I feel the same way.

We always ask our children to study hard and exercise self-discipline, but we often ignore that the parents are the original and the children are photocopies.

behind those self-disciplined children, there are often self-disciplined parents.

do you remember Chen Yixian, a genius at Tsinghua University who became popular on the Internet last year?

when he was in middle school, some parents in the class came to consult the head teacher. What if the children like to play with their mobile phones?

the head teacher invited Chen Yixian's father to talk about his views.

Dad Chen took out an old machine from his pocket and said:

people were first surprised, then sincerely admired.

it is the 21st century, and father and son still use the old man-machine, and there is no way to play games, let alone play TV dramas or short videos.

it is this restraint that gives Chen Yixian a good learning environment.

when Chen Yixian finishes his homework and has a rest, Chen's parents will not turn on the TV, but will choose to read.

under the influence of his parents, he was embarrassed to have fun, but read books with him.

self-discipline is not spoken, but done.

in the parent-child relationship, it is like the relationship between mirror and imaging.

when parents know self-discipline, restraint and orderly work and life, their children will understand, learn to imitate, and regard it as the highest standard.

parents' self-discipline by example is the best gift for their children, which can benefit them for a lifetime.
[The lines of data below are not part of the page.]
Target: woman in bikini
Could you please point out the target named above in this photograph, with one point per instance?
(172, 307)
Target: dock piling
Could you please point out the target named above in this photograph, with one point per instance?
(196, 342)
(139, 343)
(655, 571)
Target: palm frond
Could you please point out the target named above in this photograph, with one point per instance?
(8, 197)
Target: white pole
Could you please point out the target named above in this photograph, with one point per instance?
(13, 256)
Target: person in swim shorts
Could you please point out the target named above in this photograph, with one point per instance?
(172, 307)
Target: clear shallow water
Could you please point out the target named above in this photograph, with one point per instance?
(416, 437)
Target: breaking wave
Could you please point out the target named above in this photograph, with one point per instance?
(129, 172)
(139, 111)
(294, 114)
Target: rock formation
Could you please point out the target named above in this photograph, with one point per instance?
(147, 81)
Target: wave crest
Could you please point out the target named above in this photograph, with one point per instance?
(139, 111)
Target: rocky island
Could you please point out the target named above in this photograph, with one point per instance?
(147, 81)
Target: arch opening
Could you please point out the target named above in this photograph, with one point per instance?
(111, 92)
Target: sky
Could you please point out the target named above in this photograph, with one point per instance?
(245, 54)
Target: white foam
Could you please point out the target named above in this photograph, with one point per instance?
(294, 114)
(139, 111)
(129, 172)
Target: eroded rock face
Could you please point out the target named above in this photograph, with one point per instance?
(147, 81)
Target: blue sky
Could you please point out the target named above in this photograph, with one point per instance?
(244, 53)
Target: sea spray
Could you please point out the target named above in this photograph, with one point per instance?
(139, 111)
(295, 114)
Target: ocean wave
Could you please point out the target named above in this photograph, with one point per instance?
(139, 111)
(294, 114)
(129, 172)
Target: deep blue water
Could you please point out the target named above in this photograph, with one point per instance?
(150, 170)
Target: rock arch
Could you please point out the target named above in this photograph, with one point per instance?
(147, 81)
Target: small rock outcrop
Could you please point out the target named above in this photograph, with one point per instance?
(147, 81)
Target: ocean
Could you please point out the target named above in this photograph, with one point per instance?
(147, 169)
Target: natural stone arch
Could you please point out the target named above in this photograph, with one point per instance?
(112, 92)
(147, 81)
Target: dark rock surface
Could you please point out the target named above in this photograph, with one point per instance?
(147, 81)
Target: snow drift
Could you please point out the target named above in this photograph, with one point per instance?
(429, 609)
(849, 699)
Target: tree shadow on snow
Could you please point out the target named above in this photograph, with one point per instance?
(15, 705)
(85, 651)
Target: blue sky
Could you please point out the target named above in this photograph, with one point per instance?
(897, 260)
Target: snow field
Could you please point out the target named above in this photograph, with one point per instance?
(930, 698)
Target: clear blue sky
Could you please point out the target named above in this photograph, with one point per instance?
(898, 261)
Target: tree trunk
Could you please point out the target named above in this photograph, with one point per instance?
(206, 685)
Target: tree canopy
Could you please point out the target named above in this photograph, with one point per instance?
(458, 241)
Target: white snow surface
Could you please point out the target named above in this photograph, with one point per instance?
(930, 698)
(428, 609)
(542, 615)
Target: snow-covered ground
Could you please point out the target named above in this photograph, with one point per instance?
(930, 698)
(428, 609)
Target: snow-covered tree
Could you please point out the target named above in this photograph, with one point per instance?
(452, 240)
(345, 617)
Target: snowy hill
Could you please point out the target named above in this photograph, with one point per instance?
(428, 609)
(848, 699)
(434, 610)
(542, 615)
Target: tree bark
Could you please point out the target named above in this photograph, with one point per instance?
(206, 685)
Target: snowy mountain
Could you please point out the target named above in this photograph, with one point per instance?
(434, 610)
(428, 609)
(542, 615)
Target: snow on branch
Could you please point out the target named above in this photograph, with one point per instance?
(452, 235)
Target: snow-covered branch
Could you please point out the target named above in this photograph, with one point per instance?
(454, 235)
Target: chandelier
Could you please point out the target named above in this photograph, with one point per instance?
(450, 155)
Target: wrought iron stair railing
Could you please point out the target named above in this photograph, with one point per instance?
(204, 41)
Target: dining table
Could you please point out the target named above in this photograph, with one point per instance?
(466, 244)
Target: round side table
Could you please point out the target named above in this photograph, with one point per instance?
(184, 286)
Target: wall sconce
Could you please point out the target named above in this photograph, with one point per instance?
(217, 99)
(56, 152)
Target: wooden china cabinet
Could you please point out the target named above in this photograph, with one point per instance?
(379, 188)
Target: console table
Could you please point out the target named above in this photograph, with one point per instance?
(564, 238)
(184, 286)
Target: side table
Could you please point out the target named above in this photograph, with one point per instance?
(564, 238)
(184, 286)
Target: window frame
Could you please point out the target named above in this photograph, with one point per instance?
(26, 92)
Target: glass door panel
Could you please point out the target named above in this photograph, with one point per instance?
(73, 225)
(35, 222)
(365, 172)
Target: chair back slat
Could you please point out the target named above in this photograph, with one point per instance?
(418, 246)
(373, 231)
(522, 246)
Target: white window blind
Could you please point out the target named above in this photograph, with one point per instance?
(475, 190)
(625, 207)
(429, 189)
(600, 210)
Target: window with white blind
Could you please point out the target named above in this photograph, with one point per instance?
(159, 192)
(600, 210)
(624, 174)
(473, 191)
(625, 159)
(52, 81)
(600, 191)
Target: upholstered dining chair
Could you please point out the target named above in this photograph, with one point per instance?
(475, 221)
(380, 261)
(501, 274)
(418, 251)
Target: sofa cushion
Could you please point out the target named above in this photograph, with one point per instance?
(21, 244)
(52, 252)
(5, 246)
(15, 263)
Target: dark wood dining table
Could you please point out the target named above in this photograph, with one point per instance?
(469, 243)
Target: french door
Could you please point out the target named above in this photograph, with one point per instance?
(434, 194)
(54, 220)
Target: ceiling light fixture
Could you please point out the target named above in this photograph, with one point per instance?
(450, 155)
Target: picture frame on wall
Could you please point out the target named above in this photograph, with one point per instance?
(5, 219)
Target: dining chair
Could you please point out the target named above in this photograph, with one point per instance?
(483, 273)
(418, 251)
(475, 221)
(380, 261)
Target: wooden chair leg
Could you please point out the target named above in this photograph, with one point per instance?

after all, the best educational concept is not worth the word "teaching by example".

05

the degree of self-discipline determines the height of a child's life.

set rules for the child as soon as possible, guide the child to become a person with rules and bottom lines;

give the child the right to choose independently and lead the child to open the door of interest;

encourage the child to "you can try". Let him sum up his true knowledge in his own practice.

influence children to become self-disciplined and efficient people, making unlimited possibilities in the effective time;

this is the real education.

the best gift parents can give their children is to guide them to develop the habit of self-discipline.

because self-discipline is the greatest freedom.